Existing home sales fell to an annualized rate of 4.3 million units as of May 2023 data. That is nearly 15% down from 2022, but very similar to what we saw from 2008 through 2011. The Case Shiller existing home price index fell over 20% from its peak in 2006 when the average 30-year mortgage rate was about 6.75% to the trough at the end of 2011 when the average 30-year mortgage rate was slightly less than 4%. It took a little more than 10-years for the Case Shiller index to reclaim its 2006 high and at that time, the average 30-year mortgage rate to 3.5% - almost half what it was in 2006. With other knowledge, we know that much of these anomalies were driven by housing prices increasing too much in the 2006 bubble. The same could be said about the NASDAQ, which took roughly 15-years to reclaim the high it set in 2000. Bubbles happen...
What the data seem to show is home prices have not declined as I would have expected with more than a doubling of interest rates. The logical conclusion is inventory is low and that is holding prices up. We can see existing homes available for sale (inventory) is about 50% below normal levels, but that it is similar to what it was at the close of 2020 and up over 25% from the trough in early 2020 when interest rates were very low. These data are consistent with the theory that people are reluctant to sell their current home with a low interest rate and buy a new one at a much higher interest rate at a similar relative valuation (Case Shiller index value).

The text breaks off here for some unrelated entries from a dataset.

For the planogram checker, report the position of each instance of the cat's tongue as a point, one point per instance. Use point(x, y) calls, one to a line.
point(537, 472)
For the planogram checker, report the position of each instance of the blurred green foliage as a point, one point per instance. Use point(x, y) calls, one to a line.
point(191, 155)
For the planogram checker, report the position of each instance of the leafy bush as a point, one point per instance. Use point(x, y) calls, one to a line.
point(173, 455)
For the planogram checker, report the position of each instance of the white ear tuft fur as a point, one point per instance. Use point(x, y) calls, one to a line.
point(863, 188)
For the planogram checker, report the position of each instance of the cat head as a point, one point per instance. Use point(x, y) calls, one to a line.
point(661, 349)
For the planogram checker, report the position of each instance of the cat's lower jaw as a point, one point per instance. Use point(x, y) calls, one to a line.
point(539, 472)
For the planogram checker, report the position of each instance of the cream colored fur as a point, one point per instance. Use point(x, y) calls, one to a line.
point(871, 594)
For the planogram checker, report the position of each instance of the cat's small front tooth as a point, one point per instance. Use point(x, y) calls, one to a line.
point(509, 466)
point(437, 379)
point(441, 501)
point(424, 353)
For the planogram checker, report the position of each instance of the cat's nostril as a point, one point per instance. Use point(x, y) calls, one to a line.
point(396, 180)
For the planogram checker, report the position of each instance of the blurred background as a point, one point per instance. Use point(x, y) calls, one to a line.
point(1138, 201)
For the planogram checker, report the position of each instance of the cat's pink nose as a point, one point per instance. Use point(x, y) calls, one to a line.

Fixed income yields tell us markets expect interest rates to decline in six to 24 months. Maybe the housing market reads this and is in somewhat of a wait and see mode. However, I think there is also a good chance we will see a large jump in existing housing sales at some point in the near future (assuming there is no significant economic decline - recession) as pent-up demand kicks in.
Best Regards,
Paul
John--I appreciate the value of liquid markets, and recognize that in some cases the price/availability of housing options is discouraging mobility and household formation. But to a great degree, I think the angst over a limited "resale" market is overdone. This is primarily a problem for real-estate agents and other businesses in the transaction pipeline. As a nation we promote the buying and selling of homes (tax breaks) when in many cases retained ownership has arguable benefits both for families and neighborhoods. "Flipping" is a very mixed outgrowth of housing liquidity. You want assets that are oversized for empty-nesters to be redeployed, and the higher (normal?) interest rates deter some of that, but I'm not convinced that was much of what was occurring in the churn of the last few decades. Please set me straight on this apostasy.